Pensé en las chacreras y en el entramado del maíz secándose al sol, en los niños y en los surcos barrosos en donde se arremolinaban las gaviotas tras los enrejados; pensé en los hombres y en los pastos, y en los caballos bajo la llovizna inmóvil, en el campo.

Me desperté por las lágrimas que me corrían por las mejillas, tímidas y resignadas como la voz de mi padre, mientras Tormenta cantaba una canción salvaje desde la radio; me desperté, también, porque la tristeza de la música trepaba por mi garganta como una araña emplumada.
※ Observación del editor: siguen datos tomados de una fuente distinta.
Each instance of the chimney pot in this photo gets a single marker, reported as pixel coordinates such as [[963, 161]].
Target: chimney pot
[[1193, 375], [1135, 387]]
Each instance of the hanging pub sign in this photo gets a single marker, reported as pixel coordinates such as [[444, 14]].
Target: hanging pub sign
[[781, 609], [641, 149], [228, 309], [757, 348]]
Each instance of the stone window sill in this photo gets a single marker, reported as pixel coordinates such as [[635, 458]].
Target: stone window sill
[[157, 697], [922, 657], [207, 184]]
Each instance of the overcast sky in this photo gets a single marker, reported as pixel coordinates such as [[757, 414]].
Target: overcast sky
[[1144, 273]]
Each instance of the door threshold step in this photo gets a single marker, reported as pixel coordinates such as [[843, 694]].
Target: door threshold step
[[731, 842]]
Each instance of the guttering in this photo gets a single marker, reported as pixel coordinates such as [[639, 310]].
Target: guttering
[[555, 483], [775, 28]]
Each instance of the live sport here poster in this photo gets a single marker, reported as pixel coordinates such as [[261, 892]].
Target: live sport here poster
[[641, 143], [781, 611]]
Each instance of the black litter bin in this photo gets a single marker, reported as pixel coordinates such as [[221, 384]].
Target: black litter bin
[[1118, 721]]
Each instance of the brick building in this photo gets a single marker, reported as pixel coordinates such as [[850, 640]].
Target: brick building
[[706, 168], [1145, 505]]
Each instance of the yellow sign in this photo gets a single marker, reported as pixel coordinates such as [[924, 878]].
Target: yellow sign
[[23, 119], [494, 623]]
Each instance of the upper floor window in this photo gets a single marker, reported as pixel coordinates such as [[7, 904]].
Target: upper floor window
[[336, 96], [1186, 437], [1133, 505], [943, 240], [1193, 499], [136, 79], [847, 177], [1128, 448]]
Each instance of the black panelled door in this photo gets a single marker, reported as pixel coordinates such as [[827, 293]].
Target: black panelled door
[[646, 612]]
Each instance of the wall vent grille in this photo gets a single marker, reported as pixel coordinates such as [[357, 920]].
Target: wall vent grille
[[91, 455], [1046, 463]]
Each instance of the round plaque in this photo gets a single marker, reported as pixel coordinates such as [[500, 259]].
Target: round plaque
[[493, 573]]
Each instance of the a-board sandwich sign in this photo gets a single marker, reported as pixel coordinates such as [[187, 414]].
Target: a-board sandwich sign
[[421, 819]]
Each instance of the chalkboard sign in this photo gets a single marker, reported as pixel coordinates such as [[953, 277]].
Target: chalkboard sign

Mi padre dejó de hablar, se estuvo en silencio unos momentos, y sin apartar la vista de la ruta, estiró la mano y tocó mi cabeza cansada.
Yo quedé también en silencio. 
Él se replegó a su vez en una quietud doliente, estancada como una Piedad y me enjugó las lágrimas con su mano pálida.
De la radio se había eclipsado Tormenta y había comenzado a derramarse una canción en portugués, hermosa y patética como la ciudad que ya se espejaba a lo lejos.
Era domingo.

-No llorés más- dijo mi padre.
-No llorés... por favor: no llorés más- y cuando volvió a acariciarme con la palma mojada, yo abrí la boca desmesuradamente y atrapé de una dentellada furiosa, hiriente como el fulgor de los molinos, esa mano tierna, venerada.
Y apreté los dientes y mordí, mordí, mordí con toda la desolación y la furia y la vida que todavía sostenían mis años en aquel agónico verano.

Mordí la mano de mi padre para que ese otoño que ya empezaba en los campos y en las alamedas del camino, no me dijera, como la trompa azul del Chevrolet desgajando el viento, como la radio desesperada, que existía una posibilidad, aunque fuera remota, de que la tristeza no tuviera fin.